Pocket Dialing Privacy?
James Stephens unintentionally pocket-dialed his boss while conversing with his wife and lost his job because of it. Now, Stephens is suing his boss, Michael Coan, claiming that when the Coen eavesdropped on this conversation it was a violation of the Stephens’ right to privacy.
The day after listening to the conversation between Stephens and his wife, Michael Coan told Stephens he could resign or be fired. Stephens chose to resign. According to James Stephens, Coen often called after hours. After one of these calls, Stephens’s wife Gina had something to say about these frequent intrusions. While the couple was having that discussion, Stephens’s phone dialed Coan’s number from his pocket. Coan overheard the couple talking for about 12 minutes until Stephens realized his phone was connected on a call to his boss. He immediately hung up. The next day when Stephens came in to work he was given the ultimatum to resign or be fired from his six-figure position with the state of Georgia.
The Stephens sued Coan, a Georgia state employee, in his personal capacity, asserting that Coan invaded their right to privacy because he understood the call was inadvertent, and knowingly continued to listen to this private conversation. They claim Coan was legally obligated to hang up. The attorney representing the Stephens, David Guldenschuch said, “[y]ou may not use an electronic device to listen in to a conversation you know to be a private conversation.” According to the complaint, “[r]ather than simply hang up, (Coan) proceeded to violate Georgia law by intentionally acting in a clandestine manner and listening in to a private conversation between Mr. Stephens and his wife Gina inside the Stephens’ private residence.”
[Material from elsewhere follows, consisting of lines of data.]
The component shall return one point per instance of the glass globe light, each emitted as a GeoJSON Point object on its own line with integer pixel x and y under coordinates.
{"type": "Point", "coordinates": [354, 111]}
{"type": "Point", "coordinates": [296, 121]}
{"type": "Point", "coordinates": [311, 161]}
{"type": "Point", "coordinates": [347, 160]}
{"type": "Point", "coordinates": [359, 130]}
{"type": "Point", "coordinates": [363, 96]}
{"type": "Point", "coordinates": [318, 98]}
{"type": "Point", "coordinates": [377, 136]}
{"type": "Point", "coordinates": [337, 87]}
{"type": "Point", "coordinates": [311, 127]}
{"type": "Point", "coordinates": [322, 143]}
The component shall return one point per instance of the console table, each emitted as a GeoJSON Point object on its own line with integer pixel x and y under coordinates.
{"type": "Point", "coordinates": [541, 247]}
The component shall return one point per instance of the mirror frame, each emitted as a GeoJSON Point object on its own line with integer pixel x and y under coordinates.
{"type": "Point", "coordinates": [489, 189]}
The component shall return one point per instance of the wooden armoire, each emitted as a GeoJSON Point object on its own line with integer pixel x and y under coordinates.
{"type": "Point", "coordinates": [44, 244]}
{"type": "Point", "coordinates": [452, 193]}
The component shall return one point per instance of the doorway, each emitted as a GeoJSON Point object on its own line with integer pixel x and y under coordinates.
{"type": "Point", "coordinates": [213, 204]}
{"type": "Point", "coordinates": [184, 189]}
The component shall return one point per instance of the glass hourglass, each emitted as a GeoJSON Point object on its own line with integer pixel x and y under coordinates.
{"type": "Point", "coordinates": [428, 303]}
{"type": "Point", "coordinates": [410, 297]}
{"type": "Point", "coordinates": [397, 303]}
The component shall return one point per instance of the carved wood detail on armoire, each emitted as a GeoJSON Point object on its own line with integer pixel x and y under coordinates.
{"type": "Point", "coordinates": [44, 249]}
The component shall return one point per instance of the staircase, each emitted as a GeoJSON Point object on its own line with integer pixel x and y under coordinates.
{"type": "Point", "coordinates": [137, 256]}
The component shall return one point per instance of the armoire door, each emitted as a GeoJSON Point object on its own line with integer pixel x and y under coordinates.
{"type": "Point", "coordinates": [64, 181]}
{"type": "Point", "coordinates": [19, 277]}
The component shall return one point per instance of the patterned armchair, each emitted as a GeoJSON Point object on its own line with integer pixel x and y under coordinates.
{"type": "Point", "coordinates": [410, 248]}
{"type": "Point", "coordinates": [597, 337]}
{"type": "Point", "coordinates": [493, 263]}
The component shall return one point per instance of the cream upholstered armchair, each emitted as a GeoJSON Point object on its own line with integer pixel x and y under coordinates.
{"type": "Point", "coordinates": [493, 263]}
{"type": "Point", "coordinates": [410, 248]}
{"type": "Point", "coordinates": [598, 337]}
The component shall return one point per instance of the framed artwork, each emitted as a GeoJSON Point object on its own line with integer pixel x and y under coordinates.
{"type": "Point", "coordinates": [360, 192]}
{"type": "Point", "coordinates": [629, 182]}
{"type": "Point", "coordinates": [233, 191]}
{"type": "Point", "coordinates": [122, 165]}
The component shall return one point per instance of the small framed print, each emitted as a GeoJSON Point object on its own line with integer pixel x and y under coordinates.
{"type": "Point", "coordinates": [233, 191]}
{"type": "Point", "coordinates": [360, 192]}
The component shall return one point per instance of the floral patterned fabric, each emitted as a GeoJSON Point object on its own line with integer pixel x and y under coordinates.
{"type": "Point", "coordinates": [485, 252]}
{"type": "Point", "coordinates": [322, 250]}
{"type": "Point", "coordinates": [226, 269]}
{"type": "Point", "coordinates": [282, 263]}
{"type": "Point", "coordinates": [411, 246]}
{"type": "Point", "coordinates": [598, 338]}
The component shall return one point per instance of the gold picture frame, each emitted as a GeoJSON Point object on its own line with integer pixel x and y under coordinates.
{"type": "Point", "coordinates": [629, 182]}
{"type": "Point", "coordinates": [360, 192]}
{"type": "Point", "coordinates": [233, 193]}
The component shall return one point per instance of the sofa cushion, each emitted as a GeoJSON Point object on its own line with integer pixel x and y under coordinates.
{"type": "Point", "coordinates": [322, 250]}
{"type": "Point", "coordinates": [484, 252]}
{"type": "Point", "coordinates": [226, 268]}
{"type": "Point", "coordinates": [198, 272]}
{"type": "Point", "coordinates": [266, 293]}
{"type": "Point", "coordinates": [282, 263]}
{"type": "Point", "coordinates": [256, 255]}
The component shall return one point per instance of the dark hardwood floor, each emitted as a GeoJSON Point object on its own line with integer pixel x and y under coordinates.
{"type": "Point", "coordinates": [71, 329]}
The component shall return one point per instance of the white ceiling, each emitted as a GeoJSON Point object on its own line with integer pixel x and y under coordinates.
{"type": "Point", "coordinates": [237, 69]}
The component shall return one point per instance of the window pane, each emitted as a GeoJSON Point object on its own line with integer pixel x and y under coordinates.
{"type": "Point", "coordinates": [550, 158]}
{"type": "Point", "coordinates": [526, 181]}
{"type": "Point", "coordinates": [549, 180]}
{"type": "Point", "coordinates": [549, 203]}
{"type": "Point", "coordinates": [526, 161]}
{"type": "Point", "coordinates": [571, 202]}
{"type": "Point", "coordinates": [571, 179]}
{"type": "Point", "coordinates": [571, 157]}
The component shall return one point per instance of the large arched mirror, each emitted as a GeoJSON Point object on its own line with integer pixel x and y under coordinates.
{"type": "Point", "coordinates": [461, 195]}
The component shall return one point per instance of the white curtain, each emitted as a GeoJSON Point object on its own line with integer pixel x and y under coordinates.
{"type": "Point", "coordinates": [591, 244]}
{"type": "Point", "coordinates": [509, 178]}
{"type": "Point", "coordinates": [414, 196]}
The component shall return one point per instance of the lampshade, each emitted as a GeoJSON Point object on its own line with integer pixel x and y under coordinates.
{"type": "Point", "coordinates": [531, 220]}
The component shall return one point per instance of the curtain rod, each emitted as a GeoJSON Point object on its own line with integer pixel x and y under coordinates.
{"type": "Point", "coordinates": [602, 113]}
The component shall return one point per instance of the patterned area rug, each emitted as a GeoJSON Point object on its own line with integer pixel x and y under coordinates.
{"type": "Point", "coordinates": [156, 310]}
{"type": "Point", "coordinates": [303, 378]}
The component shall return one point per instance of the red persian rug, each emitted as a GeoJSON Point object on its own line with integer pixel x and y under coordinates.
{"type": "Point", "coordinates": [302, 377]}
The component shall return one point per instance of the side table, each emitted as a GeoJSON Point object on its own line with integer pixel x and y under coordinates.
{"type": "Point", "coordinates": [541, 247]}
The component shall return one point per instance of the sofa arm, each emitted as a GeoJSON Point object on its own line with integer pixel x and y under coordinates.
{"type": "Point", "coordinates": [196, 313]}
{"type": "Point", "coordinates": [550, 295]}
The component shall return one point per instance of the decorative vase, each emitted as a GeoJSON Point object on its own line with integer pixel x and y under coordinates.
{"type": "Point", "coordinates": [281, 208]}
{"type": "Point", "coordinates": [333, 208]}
Coan’s lawyers filed a motion asking the court to dismiss the lawsuit, claiming Coan is shielded by immunity because as he was acting in his official capacity as a state supervisor and had the right to listen to the conversation of a subordinate employee.
The Sixth Circuit Court of Appeals (Kentucky is located in the 6th Circuit) decided a similar case in 2015. Huff v. Spaw, 794 F.3d 543 (6th Cir. 2015). In that case, the court held that an individual whose pocket dial was intercepted and recorded by a private party did not have a reasonable expectation of privacy and could receive no remedy in a Title III action.
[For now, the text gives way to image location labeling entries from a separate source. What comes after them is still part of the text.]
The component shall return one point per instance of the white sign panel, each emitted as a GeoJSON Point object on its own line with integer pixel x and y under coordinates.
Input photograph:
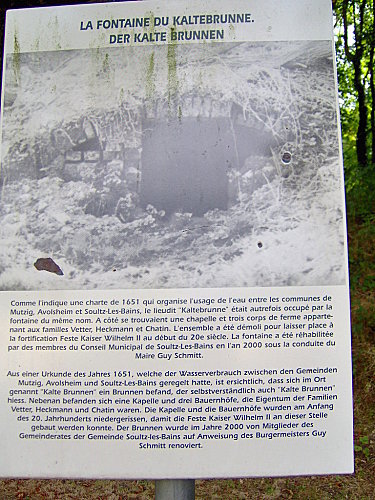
{"type": "Point", "coordinates": [174, 277]}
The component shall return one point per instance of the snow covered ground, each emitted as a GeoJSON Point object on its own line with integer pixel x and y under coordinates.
{"type": "Point", "coordinates": [283, 225]}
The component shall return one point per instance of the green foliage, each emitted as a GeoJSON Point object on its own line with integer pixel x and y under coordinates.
{"type": "Point", "coordinates": [355, 42]}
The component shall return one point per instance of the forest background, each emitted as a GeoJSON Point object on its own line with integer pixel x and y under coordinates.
{"type": "Point", "coordinates": [355, 48]}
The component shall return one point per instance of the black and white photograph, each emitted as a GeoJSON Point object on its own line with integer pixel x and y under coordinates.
{"type": "Point", "coordinates": [169, 166]}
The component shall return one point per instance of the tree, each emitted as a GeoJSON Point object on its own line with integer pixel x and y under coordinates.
{"type": "Point", "coordinates": [355, 25]}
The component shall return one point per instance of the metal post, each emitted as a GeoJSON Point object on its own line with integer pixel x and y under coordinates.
{"type": "Point", "coordinates": [175, 489]}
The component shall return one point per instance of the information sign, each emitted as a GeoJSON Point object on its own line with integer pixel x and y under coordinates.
{"type": "Point", "coordinates": [174, 275]}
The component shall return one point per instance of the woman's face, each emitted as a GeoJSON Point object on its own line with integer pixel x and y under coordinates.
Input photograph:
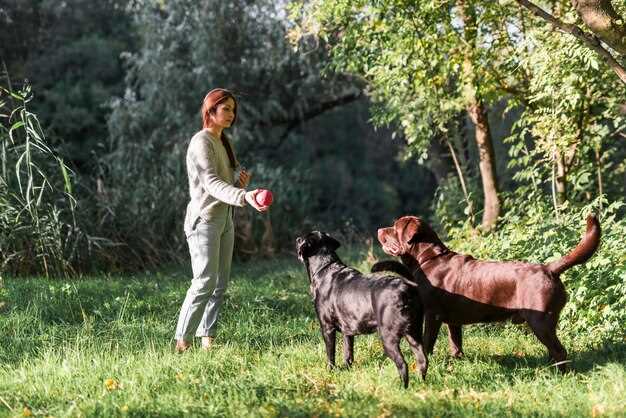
{"type": "Point", "coordinates": [224, 114]}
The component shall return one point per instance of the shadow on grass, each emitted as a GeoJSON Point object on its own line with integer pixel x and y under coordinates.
{"type": "Point", "coordinates": [581, 361]}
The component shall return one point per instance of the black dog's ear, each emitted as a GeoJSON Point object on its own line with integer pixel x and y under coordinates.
{"type": "Point", "coordinates": [331, 242]}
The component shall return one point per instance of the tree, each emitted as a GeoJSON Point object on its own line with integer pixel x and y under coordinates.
{"type": "Point", "coordinates": [604, 22]}
{"type": "Point", "coordinates": [423, 62]}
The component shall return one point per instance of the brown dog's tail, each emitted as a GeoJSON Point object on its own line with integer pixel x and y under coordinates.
{"type": "Point", "coordinates": [393, 266]}
{"type": "Point", "coordinates": [583, 251]}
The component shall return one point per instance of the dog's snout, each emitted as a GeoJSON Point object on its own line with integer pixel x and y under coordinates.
{"type": "Point", "coordinates": [381, 235]}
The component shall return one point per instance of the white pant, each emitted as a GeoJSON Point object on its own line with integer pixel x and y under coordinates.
{"type": "Point", "coordinates": [211, 250]}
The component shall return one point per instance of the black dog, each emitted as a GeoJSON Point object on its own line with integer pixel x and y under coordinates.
{"type": "Point", "coordinates": [353, 304]}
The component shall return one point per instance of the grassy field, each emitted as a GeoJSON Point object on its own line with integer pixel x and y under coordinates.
{"type": "Point", "coordinates": [101, 346]}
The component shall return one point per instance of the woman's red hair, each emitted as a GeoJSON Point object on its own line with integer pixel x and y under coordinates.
{"type": "Point", "coordinates": [209, 105]}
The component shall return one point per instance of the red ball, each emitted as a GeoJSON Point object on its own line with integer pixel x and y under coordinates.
{"type": "Point", "coordinates": [264, 197]}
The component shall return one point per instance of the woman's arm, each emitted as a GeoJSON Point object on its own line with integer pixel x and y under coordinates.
{"type": "Point", "coordinates": [203, 157]}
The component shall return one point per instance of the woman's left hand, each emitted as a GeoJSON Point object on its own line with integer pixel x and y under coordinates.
{"type": "Point", "coordinates": [244, 179]}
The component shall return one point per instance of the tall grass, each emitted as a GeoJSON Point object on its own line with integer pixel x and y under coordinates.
{"type": "Point", "coordinates": [38, 233]}
{"type": "Point", "coordinates": [102, 347]}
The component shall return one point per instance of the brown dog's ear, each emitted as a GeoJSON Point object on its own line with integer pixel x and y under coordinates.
{"type": "Point", "coordinates": [410, 231]}
{"type": "Point", "coordinates": [331, 242]}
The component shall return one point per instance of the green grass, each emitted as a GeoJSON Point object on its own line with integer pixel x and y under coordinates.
{"type": "Point", "coordinates": [101, 346]}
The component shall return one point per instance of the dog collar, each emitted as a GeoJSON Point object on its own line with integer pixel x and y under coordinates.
{"type": "Point", "coordinates": [322, 268]}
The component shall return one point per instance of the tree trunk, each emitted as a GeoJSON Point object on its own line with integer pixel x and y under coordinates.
{"type": "Point", "coordinates": [603, 20]}
{"type": "Point", "coordinates": [267, 241]}
{"type": "Point", "coordinates": [487, 164]}
{"type": "Point", "coordinates": [561, 178]}
{"type": "Point", "coordinates": [478, 113]}
{"type": "Point", "coordinates": [244, 238]}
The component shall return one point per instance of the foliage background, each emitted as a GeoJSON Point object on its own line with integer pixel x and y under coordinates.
{"type": "Point", "coordinates": [352, 112]}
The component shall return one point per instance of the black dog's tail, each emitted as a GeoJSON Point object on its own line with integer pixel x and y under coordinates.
{"type": "Point", "coordinates": [393, 266]}
{"type": "Point", "coordinates": [583, 251]}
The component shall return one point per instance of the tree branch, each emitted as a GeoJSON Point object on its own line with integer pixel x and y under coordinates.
{"type": "Point", "coordinates": [603, 20]}
{"type": "Point", "coordinates": [591, 41]}
{"type": "Point", "coordinates": [296, 120]}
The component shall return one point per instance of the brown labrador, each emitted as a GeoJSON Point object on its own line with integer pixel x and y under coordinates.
{"type": "Point", "coordinates": [457, 289]}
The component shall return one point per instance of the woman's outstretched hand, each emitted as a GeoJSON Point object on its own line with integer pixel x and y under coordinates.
{"type": "Point", "coordinates": [244, 178]}
{"type": "Point", "coordinates": [251, 199]}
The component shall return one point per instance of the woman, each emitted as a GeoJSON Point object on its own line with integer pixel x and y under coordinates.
{"type": "Point", "coordinates": [211, 166]}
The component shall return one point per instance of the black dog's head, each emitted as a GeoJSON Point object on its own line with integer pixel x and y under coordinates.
{"type": "Point", "coordinates": [315, 243]}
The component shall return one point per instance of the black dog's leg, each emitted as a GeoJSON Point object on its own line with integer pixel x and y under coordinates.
{"type": "Point", "coordinates": [392, 348]}
{"type": "Point", "coordinates": [329, 339]}
{"type": "Point", "coordinates": [348, 349]}
{"type": "Point", "coordinates": [455, 340]}
{"type": "Point", "coordinates": [431, 330]}
{"type": "Point", "coordinates": [418, 351]}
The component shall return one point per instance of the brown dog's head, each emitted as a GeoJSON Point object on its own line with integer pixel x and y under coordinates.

In the Huff v. Spaw case, James Huff had inadvertently pocket dialed Carol Spaw, who listened to a conversation for 91 minutes between Huff, his wife, and a work colleague. James Huff and his wife Bertha Huff sued Carol Spaw on the grounds that Spaw had intercepted their conversation in violation of Title III of the Omnibus Crime Control and Safe Street Act of 1968. The district court ruled against the Huff couple, holding that both lacked a reasonable expectation that their conversation would not be intercepted. The Sixth Circuit Court of Appeals affirmed the decision against James Huff, but reversed the decision regarding Bertha Huff reasoning that she could not be held responsible for her husband’s pocket-dial.
Gina Stephens does not believe the conversation should have led to her husband losing his job. “If I’m talking to my husband just to kind of de-stress and we’re talking to one another…In my own home, then no I don’t think that should lead to termination.”
Now, a Georgia state court has to decide whether Coan was acting in his official capacity as a state supervisor. If this is the case, he could be granted immunity. If Coan is determined to have acted as a private person then the case will continue.